Here's another thoughts section. This has been reoccurring in my head for close to two months now.
Thoughts:
Over my past lifetime, I feel like I've done so much and I've learned so many new things. I have skills and capabilities of doing things not many people can do, such as:
Playing instruments (I can play drums, keyboard, bass, and guitar)
Cleaning and fixing computers software-wise.
Typing precise and organized notes (My WPM is 100+).
Creating decent art and video using Adobe Creative Suite.
Maintaining a 3.45 GPA (Average, but not bad).
Have an expanding knowledge in health (I'm subscribed to close to 10+ health-related websites via RSS).

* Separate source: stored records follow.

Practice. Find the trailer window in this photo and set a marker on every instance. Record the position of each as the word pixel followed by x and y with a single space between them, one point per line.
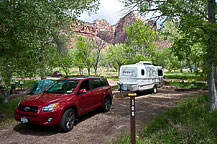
pixel 160 73
pixel 142 72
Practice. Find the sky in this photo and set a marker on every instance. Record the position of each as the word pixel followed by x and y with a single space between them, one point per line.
pixel 110 10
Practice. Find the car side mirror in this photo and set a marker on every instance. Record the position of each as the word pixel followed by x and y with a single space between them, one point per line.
pixel 82 91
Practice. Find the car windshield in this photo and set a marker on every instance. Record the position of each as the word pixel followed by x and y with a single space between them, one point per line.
pixel 62 86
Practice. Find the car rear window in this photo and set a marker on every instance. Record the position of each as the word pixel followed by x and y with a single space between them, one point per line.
pixel 96 83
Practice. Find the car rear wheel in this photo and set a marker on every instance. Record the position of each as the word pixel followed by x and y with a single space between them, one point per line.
pixel 67 120
pixel 107 104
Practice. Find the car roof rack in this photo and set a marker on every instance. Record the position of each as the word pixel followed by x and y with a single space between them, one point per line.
pixel 93 76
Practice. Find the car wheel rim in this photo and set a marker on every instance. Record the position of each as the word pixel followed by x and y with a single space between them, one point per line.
pixel 70 120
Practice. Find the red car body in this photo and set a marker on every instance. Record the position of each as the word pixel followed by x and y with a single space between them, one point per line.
pixel 80 100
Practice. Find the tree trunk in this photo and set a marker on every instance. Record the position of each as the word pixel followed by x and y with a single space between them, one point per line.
pixel 210 59
pixel 88 69
pixel 6 79
pixel 212 87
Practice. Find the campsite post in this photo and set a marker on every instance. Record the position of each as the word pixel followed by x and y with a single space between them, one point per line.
pixel 132 117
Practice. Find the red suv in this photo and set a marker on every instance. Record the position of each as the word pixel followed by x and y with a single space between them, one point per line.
pixel 65 100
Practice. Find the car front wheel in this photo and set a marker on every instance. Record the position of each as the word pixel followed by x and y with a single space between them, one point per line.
pixel 67 120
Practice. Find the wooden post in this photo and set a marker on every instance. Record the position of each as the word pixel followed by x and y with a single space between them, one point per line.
pixel 132 117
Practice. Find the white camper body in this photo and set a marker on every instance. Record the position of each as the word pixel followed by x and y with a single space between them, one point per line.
pixel 140 76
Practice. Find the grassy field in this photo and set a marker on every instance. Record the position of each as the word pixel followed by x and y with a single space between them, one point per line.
pixel 185 76
pixel 190 122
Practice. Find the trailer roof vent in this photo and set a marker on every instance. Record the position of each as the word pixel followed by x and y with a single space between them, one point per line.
pixel 145 62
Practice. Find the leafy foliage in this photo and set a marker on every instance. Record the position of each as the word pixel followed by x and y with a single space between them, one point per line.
pixel 28 30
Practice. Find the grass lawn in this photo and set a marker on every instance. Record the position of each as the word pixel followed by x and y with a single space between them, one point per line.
pixel 190 122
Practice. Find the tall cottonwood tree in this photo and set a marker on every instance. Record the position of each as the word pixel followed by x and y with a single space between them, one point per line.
pixel 197 23
pixel 27 25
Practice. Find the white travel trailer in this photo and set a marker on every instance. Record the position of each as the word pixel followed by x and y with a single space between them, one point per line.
pixel 140 76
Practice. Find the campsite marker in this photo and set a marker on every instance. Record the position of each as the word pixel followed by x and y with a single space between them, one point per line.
pixel 132 117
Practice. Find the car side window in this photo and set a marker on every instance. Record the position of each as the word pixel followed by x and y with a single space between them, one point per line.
pixel 85 85
pixel 103 82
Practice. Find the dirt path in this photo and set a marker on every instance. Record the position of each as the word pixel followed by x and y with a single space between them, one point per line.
pixel 96 127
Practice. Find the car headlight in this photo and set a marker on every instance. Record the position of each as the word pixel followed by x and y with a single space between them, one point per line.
pixel 50 107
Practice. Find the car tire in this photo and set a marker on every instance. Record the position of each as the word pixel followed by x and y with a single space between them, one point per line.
pixel 154 90
pixel 67 120
pixel 106 104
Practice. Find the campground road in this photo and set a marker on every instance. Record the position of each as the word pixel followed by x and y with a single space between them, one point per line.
pixel 97 127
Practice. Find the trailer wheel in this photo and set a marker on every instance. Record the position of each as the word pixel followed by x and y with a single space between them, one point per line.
pixel 154 90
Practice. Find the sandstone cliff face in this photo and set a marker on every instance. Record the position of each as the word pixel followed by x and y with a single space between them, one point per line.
pixel 120 35
pixel 104 30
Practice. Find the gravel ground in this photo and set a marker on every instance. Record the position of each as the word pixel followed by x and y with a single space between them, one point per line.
pixel 97 127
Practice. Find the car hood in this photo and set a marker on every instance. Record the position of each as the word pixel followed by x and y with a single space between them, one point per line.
pixel 42 99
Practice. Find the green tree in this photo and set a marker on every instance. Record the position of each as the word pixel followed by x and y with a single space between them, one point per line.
pixel 197 24
pixel 30 25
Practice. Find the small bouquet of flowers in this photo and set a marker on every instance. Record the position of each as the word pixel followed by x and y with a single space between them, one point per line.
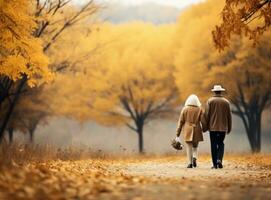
pixel 176 144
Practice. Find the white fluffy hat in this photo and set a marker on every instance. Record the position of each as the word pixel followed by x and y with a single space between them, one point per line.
pixel 218 88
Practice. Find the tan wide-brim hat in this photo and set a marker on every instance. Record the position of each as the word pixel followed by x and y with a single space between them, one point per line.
pixel 218 88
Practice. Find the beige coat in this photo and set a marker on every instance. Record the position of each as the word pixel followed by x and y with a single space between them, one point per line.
pixel 218 114
pixel 191 116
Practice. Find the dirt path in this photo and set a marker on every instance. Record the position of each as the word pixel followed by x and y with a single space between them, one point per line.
pixel 150 178
pixel 238 180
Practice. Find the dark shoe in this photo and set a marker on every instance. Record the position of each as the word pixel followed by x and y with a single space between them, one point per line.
pixel 190 166
pixel 219 164
pixel 194 162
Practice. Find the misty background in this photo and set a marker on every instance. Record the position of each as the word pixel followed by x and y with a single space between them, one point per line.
pixel 64 132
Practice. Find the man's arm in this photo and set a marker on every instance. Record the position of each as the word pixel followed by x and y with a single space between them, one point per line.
pixel 229 119
pixel 206 117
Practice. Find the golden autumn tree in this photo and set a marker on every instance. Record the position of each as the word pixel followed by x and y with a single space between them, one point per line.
pixel 47 22
pixel 241 17
pixel 22 60
pixel 126 82
pixel 242 69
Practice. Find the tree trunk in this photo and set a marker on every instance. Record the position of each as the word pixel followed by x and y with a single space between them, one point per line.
pixel 254 132
pixel 140 142
pixel 140 125
pixel 31 135
pixel 10 135
pixel 12 106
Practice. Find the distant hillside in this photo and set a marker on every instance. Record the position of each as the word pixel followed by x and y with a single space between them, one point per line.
pixel 149 12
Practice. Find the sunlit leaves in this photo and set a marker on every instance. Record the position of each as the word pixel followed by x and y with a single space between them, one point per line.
pixel 20 52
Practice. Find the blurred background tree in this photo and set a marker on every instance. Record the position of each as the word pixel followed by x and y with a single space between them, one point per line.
pixel 242 69
pixel 245 18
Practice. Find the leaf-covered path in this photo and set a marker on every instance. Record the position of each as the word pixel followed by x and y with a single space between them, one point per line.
pixel 244 177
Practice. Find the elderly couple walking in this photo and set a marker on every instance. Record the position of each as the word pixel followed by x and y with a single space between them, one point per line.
pixel 194 121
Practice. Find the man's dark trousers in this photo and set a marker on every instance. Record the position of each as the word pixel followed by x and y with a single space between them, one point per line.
pixel 217 146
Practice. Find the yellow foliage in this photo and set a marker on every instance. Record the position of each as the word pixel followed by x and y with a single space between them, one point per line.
pixel 20 52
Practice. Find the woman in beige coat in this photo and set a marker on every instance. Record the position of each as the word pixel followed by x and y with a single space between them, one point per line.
pixel 190 127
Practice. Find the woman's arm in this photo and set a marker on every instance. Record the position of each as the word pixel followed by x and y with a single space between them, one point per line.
pixel 180 123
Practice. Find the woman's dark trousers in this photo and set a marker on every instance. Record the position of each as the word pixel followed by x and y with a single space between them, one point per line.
pixel 217 146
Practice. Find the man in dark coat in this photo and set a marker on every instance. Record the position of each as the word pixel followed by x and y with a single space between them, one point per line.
pixel 219 122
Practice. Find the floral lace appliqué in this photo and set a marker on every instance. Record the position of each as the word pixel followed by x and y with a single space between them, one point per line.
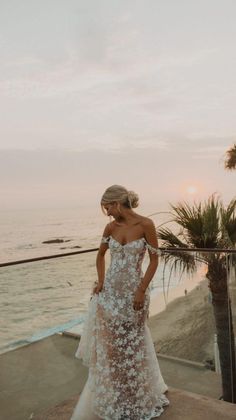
pixel 116 344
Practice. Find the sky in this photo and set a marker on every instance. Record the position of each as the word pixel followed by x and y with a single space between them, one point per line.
pixel 95 93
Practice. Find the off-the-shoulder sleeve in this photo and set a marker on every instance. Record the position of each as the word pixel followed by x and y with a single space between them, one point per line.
pixel 152 249
pixel 105 239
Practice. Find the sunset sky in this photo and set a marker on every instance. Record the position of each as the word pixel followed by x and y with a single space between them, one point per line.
pixel 138 93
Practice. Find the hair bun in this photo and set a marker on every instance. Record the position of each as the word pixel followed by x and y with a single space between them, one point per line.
pixel 133 199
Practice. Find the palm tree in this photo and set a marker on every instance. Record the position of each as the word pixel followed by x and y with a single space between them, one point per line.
pixel 230 162
pixel 208 225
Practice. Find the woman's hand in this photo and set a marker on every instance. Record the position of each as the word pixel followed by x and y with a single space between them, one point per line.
pixel 97 288
pixel 139 298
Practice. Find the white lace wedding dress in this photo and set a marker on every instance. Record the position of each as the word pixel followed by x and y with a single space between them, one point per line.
pixel 124 382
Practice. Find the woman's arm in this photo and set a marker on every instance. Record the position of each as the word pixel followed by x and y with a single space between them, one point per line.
pixel 100 260
pixel 151 238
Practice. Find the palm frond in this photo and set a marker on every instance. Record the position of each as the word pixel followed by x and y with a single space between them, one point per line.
pixel 228 224
pixel 200 222
pixel 230 162
pixel 181 261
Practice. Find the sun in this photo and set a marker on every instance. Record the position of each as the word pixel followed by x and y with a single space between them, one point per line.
pixel 191 189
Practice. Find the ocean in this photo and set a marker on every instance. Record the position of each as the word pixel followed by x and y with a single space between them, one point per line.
pixel 41 298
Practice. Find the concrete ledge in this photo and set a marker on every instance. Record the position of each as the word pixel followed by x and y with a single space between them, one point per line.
pixel 183 406
pixel 184 362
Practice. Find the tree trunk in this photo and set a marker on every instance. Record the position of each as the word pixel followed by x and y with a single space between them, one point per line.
pixel 224 328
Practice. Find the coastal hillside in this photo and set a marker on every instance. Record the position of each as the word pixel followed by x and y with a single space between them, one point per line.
pixel 186 327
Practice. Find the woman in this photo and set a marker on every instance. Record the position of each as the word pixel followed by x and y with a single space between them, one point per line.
pixel 124 379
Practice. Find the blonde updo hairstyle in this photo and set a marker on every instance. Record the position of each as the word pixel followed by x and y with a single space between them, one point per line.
pixel 120 195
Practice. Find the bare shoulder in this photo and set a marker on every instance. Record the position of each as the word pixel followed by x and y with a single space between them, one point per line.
pixel 149 231
pixel 108 229
pixel 147 223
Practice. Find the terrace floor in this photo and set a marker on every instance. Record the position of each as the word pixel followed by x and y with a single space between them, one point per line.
pixel 42 381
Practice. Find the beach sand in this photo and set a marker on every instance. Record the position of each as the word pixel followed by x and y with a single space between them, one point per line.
pixel 186 328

Get complements from peers and professors on my college paper writing.
Have really good hand-eye coordination.
I feel like I'm versatile in a good number of aspects, but ultimately..
I feel like I deserve something...
Something I want or need....
Afterthoughts:
You can call this a very messed up mentality, but hear me out. I'm sure you've felt the same way during some event in your life. You felt like you've done so much and you believe you deserve something at least.
I know that there are people who do so much, yet expect nothing in return. I want to be strong like those people. My current way of thinking is do so much and get a lot in return.
MyConclusion:
Maybe this is all in my head. Maybe our positive actions do ultimately affect others. Perhaps I'm receiving something indirectly?
The main thing I'm trying to learn is to lower my expectations. Doing all of these things only to receive something specific from another party doesn't sound fun.
Maybe we do receive something unexpectedly different in the long run.. Hmm, this is starting to feel like a very open topic.
If you have anything that's thought provoking about this topic that you want to add, please do.